Temos de usar a Praia das Rocas, que já é uma marca consolidada, como cartão de visita para vender o nosso património natural e cultural. Estamos a trabalhar na criação de uma rede de percursos pedestres homologados, para tentar trazer para o concelho um mercado que já existe do outro lado da serra, na Lousã e em Góis. Temos um património único - o Santo António das Neves e a rota do gelo, que ia de Castanheira de Pera para a corte em Lisboa –, que queremos dinamizar, com a criação da confraria do neveiro.
O barrete é também uma marca de Castanheira de Pera.
Exacto. Queremos também valorizar o barrete. Já tivemos uma reunião com a Direcção Regional de Cultura do Centro para iniciarmos o processo de classificação do barrete como património imaterial e é nossa intenção criar um museu. Queremos também promover a requalificação do jardim Bissaya Barreto, através de um protocolo com a fundação. Em breve, retomaremos a obra da alameda das Rocas, que fará a ligação entre a praia e o centro da vila. Iremos também apostar em alguns eventos. Vamos retomar o Rally de Inverno, a realizar a 19 de Fevereiro, e a Feira da Juventude, criar um festival gastronómico em Abril e reforçar o Natal da Aldeia. Acredito que, com esta estratégia, conseguiremos fazer com que os turistas fiquem mais do que um dia em Castanheira de Pera, gerando receitas à economia local.
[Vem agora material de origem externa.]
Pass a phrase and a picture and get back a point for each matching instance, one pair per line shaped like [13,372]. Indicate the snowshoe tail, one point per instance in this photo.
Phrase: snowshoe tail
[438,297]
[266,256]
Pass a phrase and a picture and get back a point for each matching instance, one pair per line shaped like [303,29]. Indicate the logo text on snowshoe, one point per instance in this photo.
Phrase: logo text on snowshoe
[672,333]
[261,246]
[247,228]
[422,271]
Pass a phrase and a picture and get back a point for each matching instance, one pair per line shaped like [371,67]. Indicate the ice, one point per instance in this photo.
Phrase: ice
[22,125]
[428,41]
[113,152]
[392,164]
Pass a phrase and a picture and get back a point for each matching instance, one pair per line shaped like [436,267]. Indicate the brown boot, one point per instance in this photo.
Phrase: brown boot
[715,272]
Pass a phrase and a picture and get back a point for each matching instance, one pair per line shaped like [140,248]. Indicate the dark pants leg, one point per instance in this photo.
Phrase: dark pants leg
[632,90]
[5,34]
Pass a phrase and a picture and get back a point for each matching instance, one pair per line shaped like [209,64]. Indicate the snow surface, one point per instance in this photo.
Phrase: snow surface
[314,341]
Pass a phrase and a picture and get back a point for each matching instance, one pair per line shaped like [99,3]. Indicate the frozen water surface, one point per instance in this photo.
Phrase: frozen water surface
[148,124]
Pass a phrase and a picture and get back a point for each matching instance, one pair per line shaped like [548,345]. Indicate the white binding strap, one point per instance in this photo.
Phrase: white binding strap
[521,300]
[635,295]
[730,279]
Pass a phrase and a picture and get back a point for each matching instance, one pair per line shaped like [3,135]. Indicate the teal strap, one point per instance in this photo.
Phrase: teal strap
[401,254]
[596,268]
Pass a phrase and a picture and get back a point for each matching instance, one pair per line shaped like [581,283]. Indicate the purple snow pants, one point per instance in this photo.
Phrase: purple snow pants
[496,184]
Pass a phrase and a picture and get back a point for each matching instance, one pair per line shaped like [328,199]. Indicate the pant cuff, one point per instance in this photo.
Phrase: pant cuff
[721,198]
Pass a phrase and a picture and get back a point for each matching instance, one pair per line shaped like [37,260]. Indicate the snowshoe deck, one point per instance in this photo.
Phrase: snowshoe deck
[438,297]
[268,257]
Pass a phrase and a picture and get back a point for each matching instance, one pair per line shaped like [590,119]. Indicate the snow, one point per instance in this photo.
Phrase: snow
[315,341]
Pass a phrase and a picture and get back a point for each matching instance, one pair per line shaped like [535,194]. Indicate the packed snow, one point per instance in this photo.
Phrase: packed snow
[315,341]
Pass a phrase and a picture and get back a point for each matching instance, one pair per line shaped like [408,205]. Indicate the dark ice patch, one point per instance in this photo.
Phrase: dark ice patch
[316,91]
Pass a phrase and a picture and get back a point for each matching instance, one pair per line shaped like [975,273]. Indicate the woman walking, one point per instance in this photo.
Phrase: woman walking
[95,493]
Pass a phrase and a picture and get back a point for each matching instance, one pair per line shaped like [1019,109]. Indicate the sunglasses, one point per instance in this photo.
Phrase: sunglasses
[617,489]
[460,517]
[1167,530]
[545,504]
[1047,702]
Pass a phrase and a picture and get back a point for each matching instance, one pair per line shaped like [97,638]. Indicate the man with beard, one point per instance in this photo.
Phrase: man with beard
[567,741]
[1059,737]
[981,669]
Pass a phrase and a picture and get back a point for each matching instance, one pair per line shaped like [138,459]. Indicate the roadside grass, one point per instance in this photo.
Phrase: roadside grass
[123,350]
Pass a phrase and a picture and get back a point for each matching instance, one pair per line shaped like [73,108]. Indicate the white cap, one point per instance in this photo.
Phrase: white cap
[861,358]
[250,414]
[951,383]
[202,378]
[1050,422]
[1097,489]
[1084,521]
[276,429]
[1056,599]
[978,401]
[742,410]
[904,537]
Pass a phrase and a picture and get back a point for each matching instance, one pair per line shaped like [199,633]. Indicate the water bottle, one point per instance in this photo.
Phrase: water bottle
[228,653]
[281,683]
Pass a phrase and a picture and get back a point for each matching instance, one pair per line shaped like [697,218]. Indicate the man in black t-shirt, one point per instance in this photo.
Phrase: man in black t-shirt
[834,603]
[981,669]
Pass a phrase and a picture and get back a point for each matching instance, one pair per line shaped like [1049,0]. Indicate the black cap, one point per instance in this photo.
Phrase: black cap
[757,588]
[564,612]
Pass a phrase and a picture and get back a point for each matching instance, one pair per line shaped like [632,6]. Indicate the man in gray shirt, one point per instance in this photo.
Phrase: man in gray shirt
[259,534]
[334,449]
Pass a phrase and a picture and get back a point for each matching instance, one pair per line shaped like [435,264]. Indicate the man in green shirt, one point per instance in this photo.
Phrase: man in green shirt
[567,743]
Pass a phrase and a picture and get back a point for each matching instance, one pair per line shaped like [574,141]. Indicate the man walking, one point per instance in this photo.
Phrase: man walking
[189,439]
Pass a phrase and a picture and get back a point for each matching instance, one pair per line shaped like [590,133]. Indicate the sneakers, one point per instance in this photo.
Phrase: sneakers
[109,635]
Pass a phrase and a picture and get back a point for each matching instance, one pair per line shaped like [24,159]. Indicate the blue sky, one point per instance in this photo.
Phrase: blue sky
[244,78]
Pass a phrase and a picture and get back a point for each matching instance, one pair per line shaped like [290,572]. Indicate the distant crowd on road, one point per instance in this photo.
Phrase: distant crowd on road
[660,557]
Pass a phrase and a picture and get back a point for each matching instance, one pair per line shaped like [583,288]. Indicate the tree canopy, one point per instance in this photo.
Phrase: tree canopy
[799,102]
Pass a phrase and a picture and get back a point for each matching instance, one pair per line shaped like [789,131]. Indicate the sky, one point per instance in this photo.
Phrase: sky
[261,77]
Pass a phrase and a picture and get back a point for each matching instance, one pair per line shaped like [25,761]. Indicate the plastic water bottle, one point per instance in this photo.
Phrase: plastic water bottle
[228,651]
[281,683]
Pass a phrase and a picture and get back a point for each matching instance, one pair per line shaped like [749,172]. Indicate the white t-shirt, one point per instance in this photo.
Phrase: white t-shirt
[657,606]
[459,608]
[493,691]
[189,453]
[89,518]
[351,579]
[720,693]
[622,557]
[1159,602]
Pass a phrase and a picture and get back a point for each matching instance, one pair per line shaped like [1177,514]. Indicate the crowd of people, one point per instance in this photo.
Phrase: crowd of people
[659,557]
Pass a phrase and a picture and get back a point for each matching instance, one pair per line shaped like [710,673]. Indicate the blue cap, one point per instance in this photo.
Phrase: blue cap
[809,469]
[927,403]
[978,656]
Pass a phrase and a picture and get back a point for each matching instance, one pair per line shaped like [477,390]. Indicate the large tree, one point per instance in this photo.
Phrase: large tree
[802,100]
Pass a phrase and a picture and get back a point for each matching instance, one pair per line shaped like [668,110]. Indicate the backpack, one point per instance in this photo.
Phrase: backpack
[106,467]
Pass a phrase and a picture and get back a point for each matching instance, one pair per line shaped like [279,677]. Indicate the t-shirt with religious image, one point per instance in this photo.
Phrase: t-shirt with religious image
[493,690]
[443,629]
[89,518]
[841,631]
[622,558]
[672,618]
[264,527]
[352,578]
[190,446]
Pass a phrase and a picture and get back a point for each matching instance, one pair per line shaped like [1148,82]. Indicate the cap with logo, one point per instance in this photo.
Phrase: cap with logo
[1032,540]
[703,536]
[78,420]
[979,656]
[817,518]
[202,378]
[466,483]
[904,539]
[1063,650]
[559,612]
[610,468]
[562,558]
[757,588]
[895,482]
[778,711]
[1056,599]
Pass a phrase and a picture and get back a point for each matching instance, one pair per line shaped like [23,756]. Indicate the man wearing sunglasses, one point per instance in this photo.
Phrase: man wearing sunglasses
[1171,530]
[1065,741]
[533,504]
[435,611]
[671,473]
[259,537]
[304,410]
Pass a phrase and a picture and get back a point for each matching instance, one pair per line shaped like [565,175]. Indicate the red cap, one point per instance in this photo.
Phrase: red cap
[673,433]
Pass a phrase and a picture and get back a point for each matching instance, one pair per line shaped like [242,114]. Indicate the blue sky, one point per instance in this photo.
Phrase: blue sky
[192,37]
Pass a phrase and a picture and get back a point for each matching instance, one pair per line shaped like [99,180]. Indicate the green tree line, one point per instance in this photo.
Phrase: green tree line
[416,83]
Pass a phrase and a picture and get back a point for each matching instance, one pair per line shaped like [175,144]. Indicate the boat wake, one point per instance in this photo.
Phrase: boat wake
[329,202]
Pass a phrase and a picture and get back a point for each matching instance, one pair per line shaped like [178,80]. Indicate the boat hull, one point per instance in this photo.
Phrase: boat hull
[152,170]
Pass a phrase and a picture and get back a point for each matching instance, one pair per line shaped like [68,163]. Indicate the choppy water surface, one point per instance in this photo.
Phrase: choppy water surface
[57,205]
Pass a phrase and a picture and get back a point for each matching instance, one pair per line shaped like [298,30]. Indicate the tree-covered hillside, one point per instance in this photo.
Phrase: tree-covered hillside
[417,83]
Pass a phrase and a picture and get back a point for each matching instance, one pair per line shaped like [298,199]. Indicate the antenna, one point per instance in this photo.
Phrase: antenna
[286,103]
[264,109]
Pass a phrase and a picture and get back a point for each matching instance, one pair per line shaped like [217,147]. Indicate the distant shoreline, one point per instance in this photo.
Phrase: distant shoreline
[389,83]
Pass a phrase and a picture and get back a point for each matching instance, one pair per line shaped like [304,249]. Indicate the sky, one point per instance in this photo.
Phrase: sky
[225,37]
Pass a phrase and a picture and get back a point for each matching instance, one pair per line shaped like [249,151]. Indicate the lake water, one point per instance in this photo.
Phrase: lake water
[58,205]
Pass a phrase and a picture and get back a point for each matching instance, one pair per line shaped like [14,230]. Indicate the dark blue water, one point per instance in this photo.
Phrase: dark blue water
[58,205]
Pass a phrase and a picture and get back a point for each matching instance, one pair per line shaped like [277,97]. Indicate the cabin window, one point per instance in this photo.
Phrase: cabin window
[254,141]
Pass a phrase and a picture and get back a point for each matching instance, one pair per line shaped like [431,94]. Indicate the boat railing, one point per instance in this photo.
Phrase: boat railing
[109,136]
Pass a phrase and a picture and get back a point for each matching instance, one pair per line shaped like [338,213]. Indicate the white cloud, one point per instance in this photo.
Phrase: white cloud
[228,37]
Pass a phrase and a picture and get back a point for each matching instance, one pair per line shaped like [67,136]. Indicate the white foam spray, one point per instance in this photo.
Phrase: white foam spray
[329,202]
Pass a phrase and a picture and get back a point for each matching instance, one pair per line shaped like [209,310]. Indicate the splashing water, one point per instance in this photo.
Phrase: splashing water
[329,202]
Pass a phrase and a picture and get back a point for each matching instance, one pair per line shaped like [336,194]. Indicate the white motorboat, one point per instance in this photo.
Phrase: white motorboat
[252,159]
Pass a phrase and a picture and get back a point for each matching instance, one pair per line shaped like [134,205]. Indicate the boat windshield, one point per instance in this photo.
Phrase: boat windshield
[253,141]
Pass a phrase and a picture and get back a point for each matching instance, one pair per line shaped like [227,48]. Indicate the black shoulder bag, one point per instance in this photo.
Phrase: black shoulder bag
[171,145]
António Henriques, 42 anos, nasceu em Carregal Cimeiro, uma aldeia localizada às portas da vila de Castanheira de Pera. Formou-se em Engenharia Civil no Instituto Superior de Engenharia de Coimbra, área em que trabalhou em vários pontos do País. Esteve ligado ao projecto de infra-estruturas do regadio do Alqueva, aos sistemas de abastecimento em alta da Águas do Oeste e da Águas do Norte Alentejano e às obras do estádio de Leiria. No entanto, manteve-se sempre radicado em Castanheira de Pera. “Foi por amor à terra e por não querer deixar as raízes que optei por ficar”, diz António Henriques, eleito nas últimas autárquicas como presidente de câmara pelo Partido Socialista. Nos tempos livres, gosta de pescar e de jogar futebol com os amigos, matando saudades dos tempos em que vestiu a camisola do Sport Castanheira de Pera, clube onde foi guarda-redes.